|
Encuentro con la Palabra
VETE Y HAZ TÚ LO MISMO
Lucas 10, 25-37
En aquel tiempo se presentó un letrado y le preguntó a Jesús para ponerlo a prueba: "Maestro, ¿qué tengo que hacer para heredar la vida eterna?" El le dijo: "¿Qué está escrito en la Ley?, ¿qué lees en ella?" El letrado contestó: "Amarás al Señor tu Dios con todo tu corazón, y con toda tu alma, y con todas tus fuerzas, y con todo tu ser. Y al prójimo como a ti mismo" El le dijo: "Bien dicho. Haz esto y tendrás la vida". El letrado, queriendo aparecer como justo, preguntó a Jesús: "¿Y quién es mi prójimo?" Jesús le dijo: "Un hombre que bajaba de Jerusalén a Jericó, cayó en manos de unos bandidos, que lo desnudaron, lo molieron a palos y se marcharon, dejándolo medio muerto. Por casualidad, un sacerdote bajaba por aquel camino y, al verlo, dio un rodeo y pasó de largo.

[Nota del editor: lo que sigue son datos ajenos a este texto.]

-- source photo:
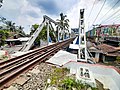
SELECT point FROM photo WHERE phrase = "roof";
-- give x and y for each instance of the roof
(106, 48)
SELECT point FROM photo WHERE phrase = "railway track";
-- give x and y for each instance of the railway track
(12, 68)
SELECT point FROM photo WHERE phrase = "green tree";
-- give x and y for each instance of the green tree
(43, 34)
(10, 26)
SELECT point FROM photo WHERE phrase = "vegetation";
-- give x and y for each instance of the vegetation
(43, 34)
(8, 29)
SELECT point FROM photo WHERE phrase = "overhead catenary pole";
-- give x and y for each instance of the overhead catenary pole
(82, 52)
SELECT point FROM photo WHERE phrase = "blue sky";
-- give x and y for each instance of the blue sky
(28, 12)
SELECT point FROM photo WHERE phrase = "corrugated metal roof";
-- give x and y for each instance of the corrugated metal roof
(106, 48)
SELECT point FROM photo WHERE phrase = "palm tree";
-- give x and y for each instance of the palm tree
(10, 25)
(20, 30)
(64, 23)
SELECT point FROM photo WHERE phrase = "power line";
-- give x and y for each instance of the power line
(99, 12)
(111, 8)
(111, 16)
(114, 18)
(91, 9)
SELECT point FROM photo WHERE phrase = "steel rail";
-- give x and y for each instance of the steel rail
(15, 71)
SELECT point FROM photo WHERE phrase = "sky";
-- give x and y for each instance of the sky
(29, 12)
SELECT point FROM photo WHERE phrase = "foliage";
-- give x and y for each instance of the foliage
(43, 34)
(9, 29)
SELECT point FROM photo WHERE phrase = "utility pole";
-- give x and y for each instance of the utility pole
(82, 51)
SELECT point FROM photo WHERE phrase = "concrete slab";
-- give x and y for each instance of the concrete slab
(11, 88)
(62, 57)
(107, 75)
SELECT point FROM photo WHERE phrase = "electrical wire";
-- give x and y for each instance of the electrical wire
(111, 16)
(91, 9)
(99, 12)
(110, 9)
(114, 18)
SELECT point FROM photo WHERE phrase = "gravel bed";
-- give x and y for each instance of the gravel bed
(36, 81)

Y lo mismo hizo un levita que llegó a aquel sitio: al verlo, dio un rodeo y pasó de largo.
Pero un samaritano que iba de viaje, llegó a donde estaba él y, al verlo, le dio lástima, se le acercó, le vendó las heridas, echándoles aceite y vino y, montándolo en su propia cabalgadura, lo llevó en una posada y lo cuidó. Al día siguiente sacó dos denarios y, dándoselos al posadero, le dijo: "Cuida de él, y lo que gastes de más, yo te lo pagaré a la vuelta. ¿Cuál de estos tres te parece que se portó como prójimo del que cayó en manos de los bandidos?" El letrado contestó: "El que practicó la misericordia con él" Díjole Jesús: "Anda, haz tu lo mismo".

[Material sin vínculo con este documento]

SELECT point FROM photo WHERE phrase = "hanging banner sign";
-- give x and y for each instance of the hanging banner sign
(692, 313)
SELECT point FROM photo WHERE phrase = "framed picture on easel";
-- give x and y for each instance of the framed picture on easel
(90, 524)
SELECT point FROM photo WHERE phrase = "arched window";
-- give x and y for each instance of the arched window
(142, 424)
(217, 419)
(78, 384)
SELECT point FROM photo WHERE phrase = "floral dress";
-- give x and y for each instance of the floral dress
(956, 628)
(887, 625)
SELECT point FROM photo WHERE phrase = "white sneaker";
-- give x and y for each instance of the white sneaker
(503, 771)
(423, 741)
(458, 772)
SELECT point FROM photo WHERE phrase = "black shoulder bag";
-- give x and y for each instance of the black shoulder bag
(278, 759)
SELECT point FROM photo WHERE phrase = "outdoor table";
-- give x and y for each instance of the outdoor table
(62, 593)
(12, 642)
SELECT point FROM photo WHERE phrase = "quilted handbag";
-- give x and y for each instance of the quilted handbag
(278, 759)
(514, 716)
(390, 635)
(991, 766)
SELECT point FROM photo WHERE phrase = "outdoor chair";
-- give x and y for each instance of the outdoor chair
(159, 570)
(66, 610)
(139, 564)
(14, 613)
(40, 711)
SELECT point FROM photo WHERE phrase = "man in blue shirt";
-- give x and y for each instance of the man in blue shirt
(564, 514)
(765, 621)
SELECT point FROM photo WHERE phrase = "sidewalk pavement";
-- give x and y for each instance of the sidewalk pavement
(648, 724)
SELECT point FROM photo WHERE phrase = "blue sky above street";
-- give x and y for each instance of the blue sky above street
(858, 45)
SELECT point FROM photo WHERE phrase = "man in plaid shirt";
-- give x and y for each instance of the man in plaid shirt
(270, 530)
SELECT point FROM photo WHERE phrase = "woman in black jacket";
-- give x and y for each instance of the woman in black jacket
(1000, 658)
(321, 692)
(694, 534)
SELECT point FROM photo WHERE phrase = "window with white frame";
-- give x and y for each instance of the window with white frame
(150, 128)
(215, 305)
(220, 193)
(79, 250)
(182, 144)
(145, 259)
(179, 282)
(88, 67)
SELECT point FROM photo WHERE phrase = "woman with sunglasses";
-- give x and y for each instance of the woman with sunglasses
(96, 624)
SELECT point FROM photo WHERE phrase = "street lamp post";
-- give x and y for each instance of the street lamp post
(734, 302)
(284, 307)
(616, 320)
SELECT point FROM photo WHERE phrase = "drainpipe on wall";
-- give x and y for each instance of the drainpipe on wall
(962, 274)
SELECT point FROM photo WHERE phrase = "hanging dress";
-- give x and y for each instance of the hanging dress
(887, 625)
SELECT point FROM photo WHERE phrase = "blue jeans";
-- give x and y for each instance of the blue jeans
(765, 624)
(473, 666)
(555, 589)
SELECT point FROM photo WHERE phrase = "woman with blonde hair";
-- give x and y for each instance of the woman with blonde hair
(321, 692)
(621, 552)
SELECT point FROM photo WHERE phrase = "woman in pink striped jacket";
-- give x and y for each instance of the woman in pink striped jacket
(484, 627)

Desde un espíritu contemplativo clariano
El «amor» a Dios puede que no nos intranquilice demasiado si rezamos de vez en cuando, y hacemos algunas prácticas externas; todo lo hacemos pensando que le agradamos de verdad. Nos resulta más complicado amar al prójimo; por más que bregamos no es fácil tranquilizar nuestra conciencia en cuanto al amor al otro. Damos muchos rodeos para esquivar la posibilidad de poner en práctica nuestro compromiso con el prójimo. Ahí queda esa frase con que Jesús termina su relato: «No dés rodeos. Haz tú lo mismo que hizo el samaritano». ¿No será eso lo que también nos exige hoy nuestro «amor» a Dios?